Lastly, regarding triple and compact cranksets. It comes down to little more than matching the gearing to a riders fitness/ terrain. If you live in a hilly/ mountainous area and are only moderately fit, the triple may offer some benefits. OTOH, if you live/ ride in relatively flat terrain and are fairly fit, the compact will likely more than suite your needs.

HTH...


----------



## PL7 (Aug 16, 2010)

So basically, a synapse would be more comfortable than a caad9 but even if I get a caad9 I'd get used to it? I'm just using those bikes for comparison, haven't set my mind on one yet but apparently the caad9 is crazy good and it fits my budget with some late season bargaining. Best way to find out would be trying both at a LBS I guess, but it won't give me a good idea on how it would turn out for me after a 100km ride, which is why I'm asking.

I was referring to the external bearing BBs yeah, apparently they're better for longer rides but I've seen expensive bikes without them so I assumed it was either marketing or a misconception. It does state on wikipedia that the external bearing BBs are usually lighter and stiffer though but yeah, marketing.

For the triple vs. compact question... I guess I'll try to find a compact one with a 10speed cassette if possible. If I fail at climbing a big hill, I'll just come back later and try to kick it's ass again!

And it does help a lot, thank you for your time.

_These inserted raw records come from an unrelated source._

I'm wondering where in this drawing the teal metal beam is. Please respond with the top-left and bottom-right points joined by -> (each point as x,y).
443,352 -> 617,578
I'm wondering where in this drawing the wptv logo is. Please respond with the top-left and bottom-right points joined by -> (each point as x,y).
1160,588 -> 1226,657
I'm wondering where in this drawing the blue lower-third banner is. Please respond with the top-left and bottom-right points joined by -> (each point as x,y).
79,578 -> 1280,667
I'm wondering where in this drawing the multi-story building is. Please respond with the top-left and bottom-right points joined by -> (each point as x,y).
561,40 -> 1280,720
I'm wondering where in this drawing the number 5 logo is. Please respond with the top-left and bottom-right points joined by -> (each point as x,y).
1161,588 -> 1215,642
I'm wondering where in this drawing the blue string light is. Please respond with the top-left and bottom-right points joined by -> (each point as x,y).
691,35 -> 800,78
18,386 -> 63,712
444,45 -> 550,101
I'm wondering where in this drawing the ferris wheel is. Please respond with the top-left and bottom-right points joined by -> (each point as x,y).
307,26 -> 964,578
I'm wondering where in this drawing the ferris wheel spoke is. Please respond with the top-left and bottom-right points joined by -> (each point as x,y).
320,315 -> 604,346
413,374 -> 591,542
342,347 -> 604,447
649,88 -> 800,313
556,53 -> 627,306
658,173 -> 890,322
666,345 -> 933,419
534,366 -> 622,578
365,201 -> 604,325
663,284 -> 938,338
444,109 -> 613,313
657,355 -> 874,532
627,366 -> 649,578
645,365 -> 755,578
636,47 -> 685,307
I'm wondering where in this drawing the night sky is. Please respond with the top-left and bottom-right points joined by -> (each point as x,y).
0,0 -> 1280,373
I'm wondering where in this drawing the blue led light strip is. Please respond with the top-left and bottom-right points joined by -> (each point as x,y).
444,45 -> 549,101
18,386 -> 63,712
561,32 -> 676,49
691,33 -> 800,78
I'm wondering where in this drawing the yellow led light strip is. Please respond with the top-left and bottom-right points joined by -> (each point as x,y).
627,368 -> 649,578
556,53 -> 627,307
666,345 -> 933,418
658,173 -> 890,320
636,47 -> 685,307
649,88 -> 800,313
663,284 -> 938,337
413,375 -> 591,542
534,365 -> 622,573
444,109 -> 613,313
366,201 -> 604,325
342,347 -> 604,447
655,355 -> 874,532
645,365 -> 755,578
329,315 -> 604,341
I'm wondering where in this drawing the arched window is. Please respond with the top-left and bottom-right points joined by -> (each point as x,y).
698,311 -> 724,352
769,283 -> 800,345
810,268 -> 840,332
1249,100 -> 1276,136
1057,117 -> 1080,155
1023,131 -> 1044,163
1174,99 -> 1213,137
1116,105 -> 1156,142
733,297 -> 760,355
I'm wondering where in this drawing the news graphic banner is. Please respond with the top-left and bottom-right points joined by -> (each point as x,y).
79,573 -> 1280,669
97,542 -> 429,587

Now that a know a little bit more what I want/need, time to go for another round of shopping...


----------



## PJ352 (Dec 5, 2007)

PL7 said:


> *So basically, a synapse would be more comfortable than a caad9 but even if I get a caad9 I'd get used to it?* I'm just using those bikes for comparison, haven't set my mind on one yet but apparently the caad9 is crazy good and it fits my budget with some late season bargaining. Best way to find out would be trying both at a LBS I guess, but it won't give me a good idea on how it would turn out for me after a 100km ride, which is why I'm asking.
> 
> I was referring to the external bearing BBs yeah, apparently they're better for longer rides but I've seen expensive bikes without them so I assumed it was either marketing or a misconception. It does state on wikipedia that the external bearing BBs are usually lighter and stiffer though but yeah, marketing.
> 
> ...


Regarding your CAAD9 vs Synapse comparison, here's what I think it comes down to. Based on your fitness/ flexibility (or lack thereof) you may or may not prefer the CAAD over the Synapse. It's possible that initially the CAAD (or a similar race bike) would be too aggressive for you and the LBS could set it up to be less so, but you do run the risk of never being comfortable on the bike. I'm not saying that WILL happen. I'm saying it may. OTOH if you ride the Synapse and it's comfortable from day one, and as you build saddle time you want to lower the bars gradually for a more aggressive riding position, you still can do so. That's why I said being your first road bike, relaxed geo may offer some benefits. 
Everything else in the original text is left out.